If you were to boil/bleach/boil the skull, it would more than likely disarticulate.


----------



## DonH (Jan 25, 2003)

Bullsnake said:


> No, shells and corals are made of calcium carbonate. Bones are primarily Calcium phosphate.


 You're right. I double checked and human bone is only 10% calcium carbonate. Ooops..


----------



## thePACK (Jan 3, 2003)

like this one


----------



## Atlanta Braves Baby! (Mar 12, 2003)

I think the safest route would be to just go with a fake one.

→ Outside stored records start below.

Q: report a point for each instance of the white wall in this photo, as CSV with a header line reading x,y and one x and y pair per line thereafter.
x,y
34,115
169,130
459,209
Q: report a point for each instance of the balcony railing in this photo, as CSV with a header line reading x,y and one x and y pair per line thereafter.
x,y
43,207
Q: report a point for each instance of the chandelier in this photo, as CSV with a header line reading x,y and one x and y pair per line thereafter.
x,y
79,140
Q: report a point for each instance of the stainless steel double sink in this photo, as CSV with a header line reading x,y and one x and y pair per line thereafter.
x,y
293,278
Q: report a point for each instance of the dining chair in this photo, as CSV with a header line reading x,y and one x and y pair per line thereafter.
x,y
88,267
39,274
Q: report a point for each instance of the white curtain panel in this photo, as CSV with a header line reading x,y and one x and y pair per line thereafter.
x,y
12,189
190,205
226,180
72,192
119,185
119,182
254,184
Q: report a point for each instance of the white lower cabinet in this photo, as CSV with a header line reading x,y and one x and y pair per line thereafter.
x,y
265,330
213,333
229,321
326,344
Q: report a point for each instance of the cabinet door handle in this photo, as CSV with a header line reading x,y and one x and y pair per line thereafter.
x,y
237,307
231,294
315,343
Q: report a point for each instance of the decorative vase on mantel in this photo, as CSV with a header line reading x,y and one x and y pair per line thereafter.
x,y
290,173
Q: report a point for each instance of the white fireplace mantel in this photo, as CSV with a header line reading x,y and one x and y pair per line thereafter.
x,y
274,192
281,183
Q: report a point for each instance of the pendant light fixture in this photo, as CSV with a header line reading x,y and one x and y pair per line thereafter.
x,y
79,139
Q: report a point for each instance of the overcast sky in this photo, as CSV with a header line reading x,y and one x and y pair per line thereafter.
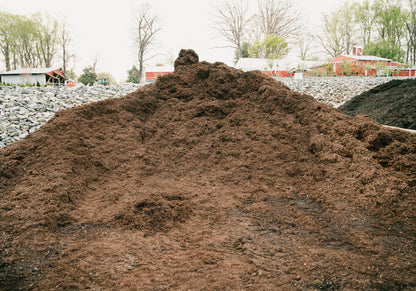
x,y
104,29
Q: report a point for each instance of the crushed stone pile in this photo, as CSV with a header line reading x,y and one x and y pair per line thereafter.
x,y
210,178
393,103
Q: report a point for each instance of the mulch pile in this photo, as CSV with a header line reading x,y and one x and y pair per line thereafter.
x,y
209,179
392,103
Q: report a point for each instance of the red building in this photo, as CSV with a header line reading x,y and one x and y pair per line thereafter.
x,y
362,65
153,72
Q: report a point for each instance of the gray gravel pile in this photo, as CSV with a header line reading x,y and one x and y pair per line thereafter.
x,y
24,109
334,90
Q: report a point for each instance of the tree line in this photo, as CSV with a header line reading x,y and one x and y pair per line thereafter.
x,y
385,28
34,41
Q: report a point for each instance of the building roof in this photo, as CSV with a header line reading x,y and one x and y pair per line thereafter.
x,y
35,71
361,58
159,69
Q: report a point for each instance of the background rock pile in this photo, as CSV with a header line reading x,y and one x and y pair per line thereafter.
x,y
210,178
334,91
24,109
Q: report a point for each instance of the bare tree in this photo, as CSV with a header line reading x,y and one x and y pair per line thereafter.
x,y
332,38
65,40
147,27
305,43
232,20
278,17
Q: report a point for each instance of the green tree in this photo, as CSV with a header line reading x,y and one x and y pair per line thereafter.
x,y
46,38
109,76
273,47
133,75
385,49
365,17
390,21
27,41
331,37
88,76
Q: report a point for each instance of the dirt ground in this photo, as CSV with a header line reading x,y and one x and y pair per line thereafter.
x,y
393,103
209,179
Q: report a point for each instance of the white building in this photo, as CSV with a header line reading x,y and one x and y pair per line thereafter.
x,y
34,76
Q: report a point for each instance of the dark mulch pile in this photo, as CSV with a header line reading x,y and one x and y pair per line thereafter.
x,y
209,179
392,103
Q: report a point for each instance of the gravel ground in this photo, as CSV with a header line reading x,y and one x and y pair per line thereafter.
x,y
23,110
334,91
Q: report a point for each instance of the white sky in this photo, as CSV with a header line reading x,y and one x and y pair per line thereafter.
x,y
104,29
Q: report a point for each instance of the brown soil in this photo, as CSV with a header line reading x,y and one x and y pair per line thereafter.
x,y
392,103
209,179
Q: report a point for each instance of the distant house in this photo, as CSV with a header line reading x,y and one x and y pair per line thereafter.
x,y
153,72
358,64
43,76
285,67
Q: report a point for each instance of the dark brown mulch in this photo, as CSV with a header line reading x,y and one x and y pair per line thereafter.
x,y
209,179
392,103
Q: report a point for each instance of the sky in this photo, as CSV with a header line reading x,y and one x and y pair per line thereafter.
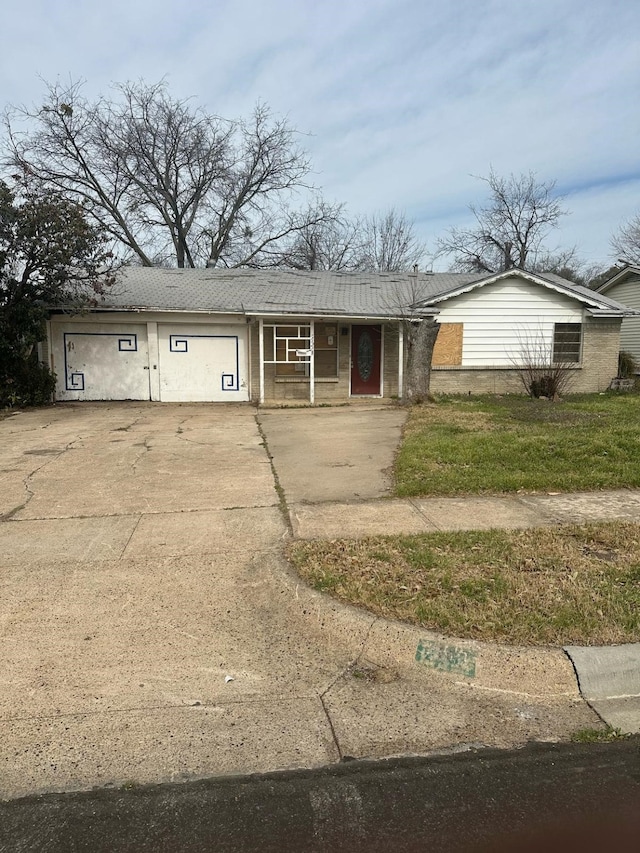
x,y
400,103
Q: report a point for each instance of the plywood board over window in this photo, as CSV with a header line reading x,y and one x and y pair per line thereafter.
x,y
448,349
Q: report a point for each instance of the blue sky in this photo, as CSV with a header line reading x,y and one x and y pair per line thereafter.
x,y
401,102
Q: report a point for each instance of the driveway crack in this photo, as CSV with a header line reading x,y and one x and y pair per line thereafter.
x,y
282,498
26,482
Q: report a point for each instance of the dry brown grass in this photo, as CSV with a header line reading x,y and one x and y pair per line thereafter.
x,y
570,584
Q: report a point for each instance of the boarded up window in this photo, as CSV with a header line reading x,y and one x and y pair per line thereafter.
x,y
448,349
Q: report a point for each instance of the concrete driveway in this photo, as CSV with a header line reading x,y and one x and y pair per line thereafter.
x,y
151,630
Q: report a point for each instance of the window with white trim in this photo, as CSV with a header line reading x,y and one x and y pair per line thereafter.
x,y
290,348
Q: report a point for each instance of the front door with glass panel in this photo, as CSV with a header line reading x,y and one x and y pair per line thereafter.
x,y
365,360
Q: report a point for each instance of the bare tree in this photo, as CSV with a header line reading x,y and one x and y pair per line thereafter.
x,y
390,243
626,243
510,229
329,240
169,181
383,242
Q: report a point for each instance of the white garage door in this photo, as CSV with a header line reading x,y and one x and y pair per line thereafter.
x,y
102,362
205,363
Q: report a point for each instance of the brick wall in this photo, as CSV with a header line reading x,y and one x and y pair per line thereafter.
x,y
600,346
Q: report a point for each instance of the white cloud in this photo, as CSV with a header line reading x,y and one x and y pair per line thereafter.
x,y
406,99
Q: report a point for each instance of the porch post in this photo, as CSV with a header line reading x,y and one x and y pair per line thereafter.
x,y
261,357
400,360
312,365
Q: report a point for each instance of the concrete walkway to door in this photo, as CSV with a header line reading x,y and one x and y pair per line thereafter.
x,y
151,630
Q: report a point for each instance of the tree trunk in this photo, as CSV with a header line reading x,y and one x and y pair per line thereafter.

The make some these days that dont look half bad.


----------



## MR.FREEZ (Jan 26, 2004)

its a bit different then that one PACK but it did come from a living thing


----------



## IDONTKARE47 (Jan 5, 2004)

i put a fake skull that looks really real and neat that i bought from spencers or was it hot topic well anyway i just bleach it and then wash it onec and then put it in and had it in there ever since. well good luck with your idea


----------



## redpiranhas4 (Feb 23, 2003)

i had real one boiled it several times but after 3 mnths started to go soft and break up in my tank plus little bits of food get inside and start to rot


----------



## MR.FREEZ (Jan 26, 2004)

i got some fake ones to put in now and my friend gave me an ideal today to set my tank up like a cemetery cant wait to post pics of it soon


----------